Java Garbage Collector algorithms
We all know what a garbage collector algorithm is. But have you ever asked how this algorithm really work ? Are there multiple algorithms from which we can choose ? If yes, how do we make sure we use the right algorithm for our application ? We will go through a few implementation and we will see what algorithm fits the best for our use case.
But, let’s start first discussing about memory.
When our application runs it needs access to the computer memory to store, for example, the object that we create.
In Java, the memory is split in two areas: The Stack and The Heap
What are these areas you may ask. Let’s take each of them separately.
The Stack is used by Java to store primitive values and references to the objects stored in the heap. The Stack is a very effective data structure being managed completely by the JVM.

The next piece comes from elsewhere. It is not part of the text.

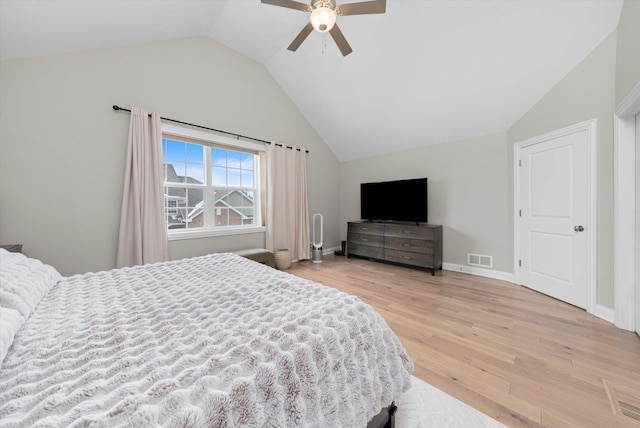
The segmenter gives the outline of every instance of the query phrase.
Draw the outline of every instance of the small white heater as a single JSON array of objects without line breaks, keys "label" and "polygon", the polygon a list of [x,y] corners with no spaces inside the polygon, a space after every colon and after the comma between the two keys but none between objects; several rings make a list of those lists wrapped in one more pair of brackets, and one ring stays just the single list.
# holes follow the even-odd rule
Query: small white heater
[{"label": "small white heater", "polygon": [[[319,220],[319,221],[318,221]],[[316,223],[320,224],[320,239],[316,237]],[[311,244],[311,261],[314,263],[322,263],[322,224],[324,218],[322,214],[313,215],[313,243]]]}]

Each thread operates on its own stack, meaning that in our application we don’t have only a stack, we may have multiple stacks.
How it’s data pushed and pulled to and from the stack memory ? It behaves as a stack data structure following the Last-In-First-Out (LIFO) rule. What does it mean ? It means we can push and pull data only from the top.
Always the last entry added is the first entry removed.
The heap memory is used to store the objects created by the running application. It is divided in multiple parts:
- Young Generation — here is where are stored all the new created objects. From time to time a minor garbage collector will run on this area to remove the garbage and to compact the memory.
- Old Generations — here is where long surviving objects are stored.
Long story short, every time we create a new object, the reference goes to the stack memory and the object goes to the heap memory. This is it!
Before talking about different types of GC algorithms, let’s see how the GC works in general.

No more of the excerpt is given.